Lutte contre la "cabanisation" : vers de nouveaux outils pour les maires

Le Sénat a récemment examiné une proposition de loi visant à renforcer la lutte contre la « cabanisation », c’est-à-dire les installations et constructions illégales dans les zones naturelles, agricoles ou forestières. Ce phénomène touche de plus en plus de territoires et place souvent les maires dans des situations difficiles. Le texte apporte des outils nouveaux pour agir plus vite, notamment grâce à un rôle renforcé du préfet. Mais il soulève aussi plusieurs questions importantes : moyens humains de l’État, accompagnement des personnes concernées, équilibre entre efficacité et respect des droits.

Un texte attendu par de nombreux élus locaux confrontés à des situations complexes

Depuis plusieurs années, les situations de « cabanisation » se multiplient dans de nombreux territoires : installations illégales de caravanes, mobil-homes, habitats précaires ou constructions sans autorisation dans des zones naturelles, agricoles ou forestières.

Ces situations sont toujours complexes.
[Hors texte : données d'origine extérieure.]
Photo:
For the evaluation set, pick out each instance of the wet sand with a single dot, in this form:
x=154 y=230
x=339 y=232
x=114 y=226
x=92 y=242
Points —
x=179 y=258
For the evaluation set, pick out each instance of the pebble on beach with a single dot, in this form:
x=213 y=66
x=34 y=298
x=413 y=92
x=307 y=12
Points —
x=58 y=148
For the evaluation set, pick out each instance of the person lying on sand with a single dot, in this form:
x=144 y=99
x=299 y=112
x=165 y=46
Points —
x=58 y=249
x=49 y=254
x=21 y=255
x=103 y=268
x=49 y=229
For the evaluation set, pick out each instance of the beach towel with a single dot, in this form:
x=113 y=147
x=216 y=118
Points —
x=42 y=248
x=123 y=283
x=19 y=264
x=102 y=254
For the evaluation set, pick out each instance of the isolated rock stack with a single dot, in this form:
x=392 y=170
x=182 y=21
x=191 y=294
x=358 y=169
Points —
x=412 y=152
Elles peuvent poser de vrais problèmes de sécurité — notamment en zone inondable ou exposée au risque incendie — mais aussi créer des tensions locales, fragiliser des terres agricoles ou dégrader des espaces naturels.
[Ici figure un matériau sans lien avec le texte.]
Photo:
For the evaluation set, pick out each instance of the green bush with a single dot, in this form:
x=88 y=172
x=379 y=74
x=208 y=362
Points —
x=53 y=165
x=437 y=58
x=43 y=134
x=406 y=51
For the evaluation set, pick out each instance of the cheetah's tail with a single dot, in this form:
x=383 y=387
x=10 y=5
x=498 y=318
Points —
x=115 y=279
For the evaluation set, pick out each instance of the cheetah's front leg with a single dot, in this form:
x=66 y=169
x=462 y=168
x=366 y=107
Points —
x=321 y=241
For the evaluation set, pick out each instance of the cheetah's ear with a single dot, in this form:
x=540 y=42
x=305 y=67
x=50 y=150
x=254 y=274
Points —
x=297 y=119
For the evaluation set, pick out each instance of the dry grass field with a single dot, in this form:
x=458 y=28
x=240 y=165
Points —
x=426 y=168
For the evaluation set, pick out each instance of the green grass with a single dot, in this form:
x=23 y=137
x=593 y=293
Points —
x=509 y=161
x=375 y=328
Dans le même temps, derrière ces situations, il y a parfois des réalités humaines et sociales difficiles : précarité, crise du logement, choix d’habitat alternatif ou absence de solution adaptée.
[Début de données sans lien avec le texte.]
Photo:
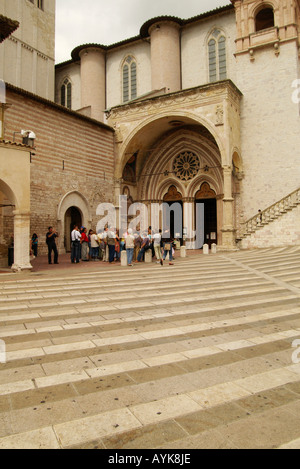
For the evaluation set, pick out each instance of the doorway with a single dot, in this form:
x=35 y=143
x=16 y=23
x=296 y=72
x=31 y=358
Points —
x=210 y=220
x=173 y=213
x=208 y=198
x=73 y=217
Le texte examiné au Sénat ne règle pas tout. Mais il peut donner des outils supplémentaires pour agir plus rapidement dans certains cas.

Des procédures aujourd’hui trop longues et difficiles

Actuellement, les maires disposent déjà de moyens juridiques pour agir : mise en demeure, astreintes financières, refus de raccordement aux réseaux ou recours devant le tribunal pour demander une démolition.

Mais sur le terrain, beaucoup d’élus le disent clairement : les procédures sont longues, complexes et parfois décourageantes, surtout dans les petites communes sans service urbanisme structuré.

Dans certains cas, les procédures peuvent prendre plusieurs années avant d’aboutir. Pendant ce temps, les installations se pérennisent et les difficultés s’aggravent.

Le texte adopté par le Sénat cherche donc à accélérer les délais d’intervention.

Un rôle renforcé du préfet indispensable pour les petites communes

L’une des principales évolutions du texte est de permettre au maire de confier certaines procédures à la préfecture.

Concrètement, les services de l’État pourront dresser les procès-verbaux d’infraction et, dans certains cas, engager eux-mêmes les procédures de démolition.

Pour beaucoup de petites communes rurales, c’est une avancée importante. Les maires ne disposent pas toujours des moyens techniques, juridiques ou humains pour conduire seuls des procédures longues, sensibles et parfois conflictuelles.

Cette possibilité de s’appuyer davantage sur l’État répond à une demande forte des élus locaux.

Mais une question essentielle demeure : avec quels moyens humains ?

Aujourd’hui, en Ariège, à peine un demi-poste est affecté à ces questions en préfecture. Chacun comprend donc qu’un renforcement des procédures ne pourra être efficace sans un véritable renforcement des moyens de l’État sur le terrain.

Des avancées utiles… mais aussi des points de vigilance

Le texte comporte plusieurs mesures qui peuvent améliorer la réactivité des pouvoirs publics :

Ces outils peuvent être utiles pour éviter que certaines situations ne deviennent irréversibles.

Mais plusieurs dispositions appellent aussi à la vigilance.

Le texte élargit fortement les possibilités de démolition d’office et réduit certaines garanties pour les occupants. Le risque d’une approche trop uniforme existe alors que les situations sont très différentes d’un territoire à l’autre, d’un cas à l’autre.

Il faut trouver un équilibre : être ferme face aux installations illégales qui mettent en danger les personnes ou dégradent durablement nos espaces naturels et agricoles, sans pour autant ignorer les réalités sociales et humaines.

La lutte contre la cabanisation ne peut pas reposer uniquement sur des mesures répressives. Elle doit aussi s’accompagner d’un travail de prévention, d’information des élus et de réponses plus larges aux difficultés d’accès au logement.

Après son adoption par le Sénat, cette proposition de loi a désormais été transmise à l’Assemblée nationale, où elle devra être discutée. Les débats permettront, je l’espère, de continuer à améliorer ce texte afin de trouver un équilibre entre efficacité de l’action publique, soutien aux élus locaux et respect des situations humaines.